La première partie du projet de loi de finances pour 2017, adoptée mardi 25 octobre par l’Assemblée Nationale, est venue alourdir la taxe sur les transactions financières (ci-après « TTF »). Cette orientation retient nécessairement l’attention dans le contexte du Brexit, où la place financière de Paris tente de montrer ses atouts.

La TTF codifiée à l’article 235 ter ZD du Code Général des impôts (dans sa rédaction issue en dernier lieu des articles 5 de la loi 2012-354 du 14 mars 2012 et 7 de la loi 2012-958 du 16 août 2012) porte sur les acquisitions de titres de capital ou assimilés cotés sur un marché réglementé lorsque (i) ces titres sont émis par une entreprise française ; et (ii) la capitalisation boursière de la société excède un milliard d'euros au 1er décembre de l'année précédant celle de l'imposition. La taxe s'applique également à l'acquisition de titres représentant des titres de capital dans le champ d’application de la taxe.

Dans le dispositif actuel, la taxe dont le taux s’élève à 0,2% est assise sur la valeur d’acquisition du titre, sous réserve qu’il y ait transfert de propriété. Dans sa version actuelle, les transactions dites « intra-day », i.e., les opérations financières initiées et dénouées au cours d’une même journée, (notamment le trading haute fréquence), ne sont pas incluses dans le champ d’application de la TTF.

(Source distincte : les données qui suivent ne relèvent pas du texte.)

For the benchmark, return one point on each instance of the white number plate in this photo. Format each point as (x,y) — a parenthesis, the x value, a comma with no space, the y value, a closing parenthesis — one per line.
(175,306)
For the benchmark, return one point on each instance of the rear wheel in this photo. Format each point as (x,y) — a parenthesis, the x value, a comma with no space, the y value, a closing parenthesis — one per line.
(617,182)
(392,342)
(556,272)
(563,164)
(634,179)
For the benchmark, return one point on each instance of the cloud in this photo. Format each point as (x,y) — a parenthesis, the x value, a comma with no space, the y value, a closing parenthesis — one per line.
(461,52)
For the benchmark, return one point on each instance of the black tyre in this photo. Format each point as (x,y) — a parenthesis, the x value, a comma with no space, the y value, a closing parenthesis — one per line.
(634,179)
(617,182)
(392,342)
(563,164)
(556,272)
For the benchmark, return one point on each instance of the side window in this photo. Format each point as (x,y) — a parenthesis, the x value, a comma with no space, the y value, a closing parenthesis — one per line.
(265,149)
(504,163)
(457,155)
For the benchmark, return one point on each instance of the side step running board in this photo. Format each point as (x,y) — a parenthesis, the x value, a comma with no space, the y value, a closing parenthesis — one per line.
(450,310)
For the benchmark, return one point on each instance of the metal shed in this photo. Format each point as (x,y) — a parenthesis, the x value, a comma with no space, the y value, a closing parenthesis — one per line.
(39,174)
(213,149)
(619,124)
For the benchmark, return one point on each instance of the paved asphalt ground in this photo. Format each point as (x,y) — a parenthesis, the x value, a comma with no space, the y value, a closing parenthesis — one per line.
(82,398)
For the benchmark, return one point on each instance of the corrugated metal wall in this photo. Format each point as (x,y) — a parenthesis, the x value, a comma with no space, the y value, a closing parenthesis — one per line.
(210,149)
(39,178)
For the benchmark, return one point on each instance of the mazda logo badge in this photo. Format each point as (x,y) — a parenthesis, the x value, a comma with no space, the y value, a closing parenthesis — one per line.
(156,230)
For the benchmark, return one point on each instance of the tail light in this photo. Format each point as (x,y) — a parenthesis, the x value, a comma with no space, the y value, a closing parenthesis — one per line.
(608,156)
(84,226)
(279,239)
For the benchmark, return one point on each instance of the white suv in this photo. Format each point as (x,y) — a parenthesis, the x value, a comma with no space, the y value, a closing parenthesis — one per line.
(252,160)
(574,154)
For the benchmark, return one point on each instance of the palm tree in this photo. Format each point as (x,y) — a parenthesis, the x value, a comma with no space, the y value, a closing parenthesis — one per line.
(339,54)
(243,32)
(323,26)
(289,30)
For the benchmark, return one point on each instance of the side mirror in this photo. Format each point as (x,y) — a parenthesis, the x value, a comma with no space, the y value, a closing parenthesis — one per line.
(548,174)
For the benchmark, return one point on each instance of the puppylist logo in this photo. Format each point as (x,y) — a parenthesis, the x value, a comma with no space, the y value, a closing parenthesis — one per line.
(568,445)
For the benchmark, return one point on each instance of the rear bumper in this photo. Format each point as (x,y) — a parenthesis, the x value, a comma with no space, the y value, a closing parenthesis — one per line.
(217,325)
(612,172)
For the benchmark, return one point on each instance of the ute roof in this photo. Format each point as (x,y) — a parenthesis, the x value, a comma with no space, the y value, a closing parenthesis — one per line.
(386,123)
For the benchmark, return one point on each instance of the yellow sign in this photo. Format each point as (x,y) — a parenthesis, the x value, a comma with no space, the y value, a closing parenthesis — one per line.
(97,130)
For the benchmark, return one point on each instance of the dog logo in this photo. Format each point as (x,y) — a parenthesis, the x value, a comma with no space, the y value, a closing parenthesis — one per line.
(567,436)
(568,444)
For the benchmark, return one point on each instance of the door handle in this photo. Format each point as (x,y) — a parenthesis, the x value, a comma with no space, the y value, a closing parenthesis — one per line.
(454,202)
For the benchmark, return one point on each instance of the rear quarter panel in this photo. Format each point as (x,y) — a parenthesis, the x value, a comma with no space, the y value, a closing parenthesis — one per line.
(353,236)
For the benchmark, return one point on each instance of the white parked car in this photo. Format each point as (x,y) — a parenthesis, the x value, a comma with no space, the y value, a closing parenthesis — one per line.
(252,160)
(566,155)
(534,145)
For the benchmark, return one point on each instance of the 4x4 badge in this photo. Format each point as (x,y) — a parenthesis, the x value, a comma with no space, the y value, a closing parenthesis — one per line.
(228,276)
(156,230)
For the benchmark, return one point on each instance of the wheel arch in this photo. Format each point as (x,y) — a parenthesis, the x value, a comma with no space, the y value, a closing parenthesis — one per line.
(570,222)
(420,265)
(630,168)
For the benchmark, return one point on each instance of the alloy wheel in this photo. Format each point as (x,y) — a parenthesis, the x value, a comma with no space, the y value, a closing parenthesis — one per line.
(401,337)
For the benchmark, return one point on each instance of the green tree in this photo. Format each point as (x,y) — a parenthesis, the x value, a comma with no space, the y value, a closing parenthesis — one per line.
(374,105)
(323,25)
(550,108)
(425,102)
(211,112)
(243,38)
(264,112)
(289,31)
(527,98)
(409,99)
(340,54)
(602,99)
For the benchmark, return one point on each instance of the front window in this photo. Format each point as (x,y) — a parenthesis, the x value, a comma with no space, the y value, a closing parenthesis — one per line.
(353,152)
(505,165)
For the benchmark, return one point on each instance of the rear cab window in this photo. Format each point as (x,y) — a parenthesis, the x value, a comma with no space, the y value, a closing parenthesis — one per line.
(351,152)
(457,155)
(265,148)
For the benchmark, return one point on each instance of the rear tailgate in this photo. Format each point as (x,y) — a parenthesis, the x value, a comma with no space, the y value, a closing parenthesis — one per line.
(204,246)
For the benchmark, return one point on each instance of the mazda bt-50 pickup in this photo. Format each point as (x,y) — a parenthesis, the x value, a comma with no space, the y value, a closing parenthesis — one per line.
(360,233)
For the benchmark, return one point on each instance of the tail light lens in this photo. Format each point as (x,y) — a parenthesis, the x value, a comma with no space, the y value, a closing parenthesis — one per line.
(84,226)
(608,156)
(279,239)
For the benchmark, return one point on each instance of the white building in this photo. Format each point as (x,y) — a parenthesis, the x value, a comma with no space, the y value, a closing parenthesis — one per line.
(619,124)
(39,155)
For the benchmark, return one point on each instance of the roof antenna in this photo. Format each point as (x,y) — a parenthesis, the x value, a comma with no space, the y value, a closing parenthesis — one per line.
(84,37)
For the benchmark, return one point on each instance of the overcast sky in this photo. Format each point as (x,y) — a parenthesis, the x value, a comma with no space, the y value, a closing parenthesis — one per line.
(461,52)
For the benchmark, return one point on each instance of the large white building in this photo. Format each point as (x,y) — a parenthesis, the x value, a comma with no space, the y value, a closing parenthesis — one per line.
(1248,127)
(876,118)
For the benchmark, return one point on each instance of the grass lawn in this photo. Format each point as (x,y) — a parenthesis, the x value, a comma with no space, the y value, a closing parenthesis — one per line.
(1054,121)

Deux amendements adoptés par l’Assemblée Nationale lors des discussions en séance publique sont venues alourdir l’actuel régime de la TTF, en ce qui concerne son taux (amendement I-239) et son assiette (amendement I-83). Insérés dans un article 11 bis du Projet de loi de finances pour 2017, ces amendements modifient la TTF comme suit :

  • Le taux : augmentation de 0,2% à 0,3% ;
  • L’assiette : la taxe inclut désormais les transactions dites « intra-day ».

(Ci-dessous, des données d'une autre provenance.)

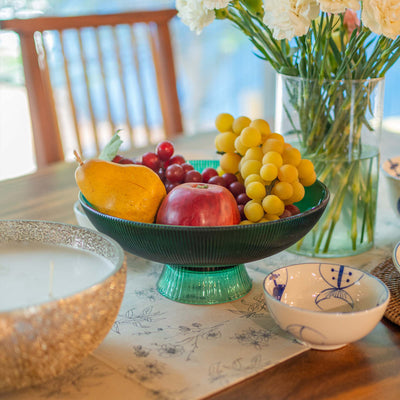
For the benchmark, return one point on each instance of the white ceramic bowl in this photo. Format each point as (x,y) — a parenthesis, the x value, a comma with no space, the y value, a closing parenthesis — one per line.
(396,256)
(81,217)
(325,306)
(391,171)
(61,287)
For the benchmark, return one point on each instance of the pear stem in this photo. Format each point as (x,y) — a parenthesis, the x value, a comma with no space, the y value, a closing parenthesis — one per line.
(78,158)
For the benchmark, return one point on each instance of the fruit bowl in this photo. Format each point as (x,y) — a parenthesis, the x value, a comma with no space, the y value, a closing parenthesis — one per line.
(205,265)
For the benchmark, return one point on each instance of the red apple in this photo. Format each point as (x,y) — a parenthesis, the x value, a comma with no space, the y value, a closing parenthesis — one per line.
(198,204)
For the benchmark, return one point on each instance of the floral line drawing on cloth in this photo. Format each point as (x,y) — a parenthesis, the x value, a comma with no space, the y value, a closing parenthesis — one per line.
(256,338)
(220,371)
(198,334)
(142,319)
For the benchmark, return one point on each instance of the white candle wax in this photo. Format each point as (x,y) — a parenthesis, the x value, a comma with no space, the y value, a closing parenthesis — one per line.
(26,277)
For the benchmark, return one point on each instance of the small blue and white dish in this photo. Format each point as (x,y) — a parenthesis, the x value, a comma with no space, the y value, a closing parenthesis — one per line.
(396,256)
(325,306)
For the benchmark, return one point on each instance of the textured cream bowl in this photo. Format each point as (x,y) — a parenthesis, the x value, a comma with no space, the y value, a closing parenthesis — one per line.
(40,341)
(325,306)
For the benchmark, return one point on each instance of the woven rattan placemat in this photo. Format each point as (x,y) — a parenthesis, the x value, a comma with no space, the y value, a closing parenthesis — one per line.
(388,273)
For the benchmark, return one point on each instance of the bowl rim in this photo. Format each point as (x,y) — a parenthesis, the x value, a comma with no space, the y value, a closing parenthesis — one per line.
(324,313)
(322,204)
(394,256)
(117,268)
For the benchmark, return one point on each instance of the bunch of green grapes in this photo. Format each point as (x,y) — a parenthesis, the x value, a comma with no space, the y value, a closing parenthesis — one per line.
(273,172)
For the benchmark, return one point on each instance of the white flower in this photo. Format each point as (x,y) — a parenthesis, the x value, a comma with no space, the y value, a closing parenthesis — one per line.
(382,17)
(215,4)
(289,18)
(338,6)
(194,14)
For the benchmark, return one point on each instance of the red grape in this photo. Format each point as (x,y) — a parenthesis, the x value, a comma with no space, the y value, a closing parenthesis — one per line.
(241,211)
(187,167)
(242,198)
(286,213)
(217,180)
(193,176)
(208,173)
(175,173)
(165,150)
(169,185)
(151,160)
(229,178)
(176,159)
(237,188)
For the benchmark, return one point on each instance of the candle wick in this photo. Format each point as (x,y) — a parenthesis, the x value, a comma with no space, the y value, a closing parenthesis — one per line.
(51,274)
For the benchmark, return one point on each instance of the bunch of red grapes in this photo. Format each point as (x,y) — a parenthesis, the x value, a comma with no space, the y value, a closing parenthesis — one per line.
(174,170)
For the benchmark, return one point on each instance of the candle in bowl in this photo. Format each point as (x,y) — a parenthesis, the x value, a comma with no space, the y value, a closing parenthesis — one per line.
(61,287)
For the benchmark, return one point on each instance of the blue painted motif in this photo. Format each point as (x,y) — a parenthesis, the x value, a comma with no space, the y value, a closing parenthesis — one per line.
(339,279)
(279,288)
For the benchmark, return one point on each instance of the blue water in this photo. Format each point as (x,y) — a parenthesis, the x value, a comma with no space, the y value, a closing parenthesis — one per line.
(213,69)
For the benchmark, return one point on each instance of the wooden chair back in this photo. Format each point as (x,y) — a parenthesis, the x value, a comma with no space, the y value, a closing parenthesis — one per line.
(88,76)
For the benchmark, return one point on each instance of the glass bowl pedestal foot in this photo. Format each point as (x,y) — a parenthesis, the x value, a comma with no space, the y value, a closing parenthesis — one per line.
(204,285)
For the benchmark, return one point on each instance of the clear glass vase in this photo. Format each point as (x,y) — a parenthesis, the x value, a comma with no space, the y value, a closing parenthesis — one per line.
(337,125)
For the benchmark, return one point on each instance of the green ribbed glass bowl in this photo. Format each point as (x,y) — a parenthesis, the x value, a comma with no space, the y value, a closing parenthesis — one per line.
(204,265)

Le nouveaux dispositif serait applicable à compter du 1er janvier 2017, pour un rendement anticipé de 2 à 4 milliards d’euros.

Cette taxation concernerait le trading à haute fréquence, alors que ces opérations font déjà l’objet d’une imposition spécifique prévue par l’article 235 ter ZD bis du CGI. Or aucune mesure d’articulation de cette imposition avec la TTF ne semble à ce stade avoir été prévue. L’imposition du trading à haute fréquence, qui permet de favoriser la liquidité des marchés, est pourtant un frein avéré à leur bon fonctionnement.

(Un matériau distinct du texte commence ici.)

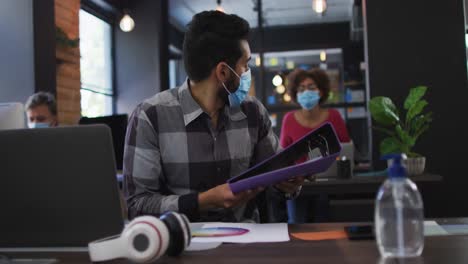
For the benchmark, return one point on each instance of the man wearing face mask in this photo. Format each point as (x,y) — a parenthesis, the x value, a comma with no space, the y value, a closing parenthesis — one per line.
(182,145)
(41,110)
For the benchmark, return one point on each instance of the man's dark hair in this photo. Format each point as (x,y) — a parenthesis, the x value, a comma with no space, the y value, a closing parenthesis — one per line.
(42,98)
(212,37)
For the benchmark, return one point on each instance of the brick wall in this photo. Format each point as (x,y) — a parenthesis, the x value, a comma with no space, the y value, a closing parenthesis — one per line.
(68,63)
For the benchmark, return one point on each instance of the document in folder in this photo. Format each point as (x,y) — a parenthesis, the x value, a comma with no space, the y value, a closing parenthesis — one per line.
(281,166)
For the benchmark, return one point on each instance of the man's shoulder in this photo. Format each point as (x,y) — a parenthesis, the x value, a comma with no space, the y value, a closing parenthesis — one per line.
(252,102)
(164,98)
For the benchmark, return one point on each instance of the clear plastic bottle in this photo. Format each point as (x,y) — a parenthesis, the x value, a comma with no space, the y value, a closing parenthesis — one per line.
(399,214)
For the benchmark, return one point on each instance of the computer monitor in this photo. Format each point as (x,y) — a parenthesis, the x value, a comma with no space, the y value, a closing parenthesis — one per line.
(118,126)
(12,116)
(58,188)
(347,150)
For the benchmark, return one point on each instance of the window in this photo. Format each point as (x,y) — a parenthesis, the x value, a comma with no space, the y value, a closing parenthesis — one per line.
(96,66)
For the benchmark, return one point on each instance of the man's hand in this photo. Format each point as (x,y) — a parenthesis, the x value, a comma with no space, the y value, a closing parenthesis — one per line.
(221,196)
(290,186)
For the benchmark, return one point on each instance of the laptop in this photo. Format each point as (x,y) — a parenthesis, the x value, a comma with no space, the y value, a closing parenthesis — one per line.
(58,188)
(12,116)
(118,126)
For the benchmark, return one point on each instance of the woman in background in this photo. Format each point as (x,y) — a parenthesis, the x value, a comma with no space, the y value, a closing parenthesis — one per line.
(310,89)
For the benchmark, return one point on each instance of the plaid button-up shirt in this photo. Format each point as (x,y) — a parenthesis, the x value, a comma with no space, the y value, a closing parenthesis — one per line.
(172,152)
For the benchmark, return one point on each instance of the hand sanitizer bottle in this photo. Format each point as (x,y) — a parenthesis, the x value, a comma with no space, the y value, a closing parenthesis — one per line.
(399,214)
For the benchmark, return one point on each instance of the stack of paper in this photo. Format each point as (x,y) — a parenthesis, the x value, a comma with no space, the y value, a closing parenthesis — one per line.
(257,233)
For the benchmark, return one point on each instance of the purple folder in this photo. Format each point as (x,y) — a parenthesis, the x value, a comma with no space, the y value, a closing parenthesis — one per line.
(281,166)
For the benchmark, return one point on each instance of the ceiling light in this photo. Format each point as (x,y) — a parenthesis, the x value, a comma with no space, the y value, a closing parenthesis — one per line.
(323,56)
(280,89)
(126,23)
(319,6)
(277,80)
(258,61)
(219,7)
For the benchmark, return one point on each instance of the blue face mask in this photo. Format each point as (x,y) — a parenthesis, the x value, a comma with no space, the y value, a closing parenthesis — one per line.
(308,99)
(38,125)
(236,98)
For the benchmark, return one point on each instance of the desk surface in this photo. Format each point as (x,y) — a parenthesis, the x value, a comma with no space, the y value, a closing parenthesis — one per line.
(440,249)
(359,184)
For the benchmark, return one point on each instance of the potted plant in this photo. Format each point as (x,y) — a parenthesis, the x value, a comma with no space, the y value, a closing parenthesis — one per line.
(402,129)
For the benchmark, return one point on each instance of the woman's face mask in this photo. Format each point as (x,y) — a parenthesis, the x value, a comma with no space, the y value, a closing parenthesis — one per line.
(236,98)
(308,99)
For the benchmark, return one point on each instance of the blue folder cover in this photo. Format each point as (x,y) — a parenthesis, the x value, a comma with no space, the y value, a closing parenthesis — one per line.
(281,166)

L’annonce du vote de cette mesure, qui prend place dans un contexte où par ailleurs les rendements des placements de trésorerie se situent à des niveaux historiquement bas, a suscité de vives réactions et fait craindre une fuite des activités concernées, alors même que le Gouvernement avait annoncé vouloir faire de Paris la première place financière européenne après le Brexit.

Par ailleurs, alors que le projet de TTF européenne, à l’étude depuis 2011, reste incertain dans sa portée et n’est pas annoncé avant 2018, ce projet est susceptible d’isoler la place de Paris dont la fiscalité est déjà un facteur d’incertitude et de volatilité qui s’ajoute à celles des marchés. La contradiction avec le dispositif favorable aux impatriés, contenu dans le PLF, et qui vise directement à attirer les banquiers de la City à Paris mérite enfin d’être souligné.

Il est vraisemblable qu’au cours des débats parlementaires à venir, le sujet puisse être rediscuté dans un souci de cohérence avec l'intense campagne menée pour faire de Paris une alternative à la City de Londres après la sortie du Royaume-Uni de l'Union européenne.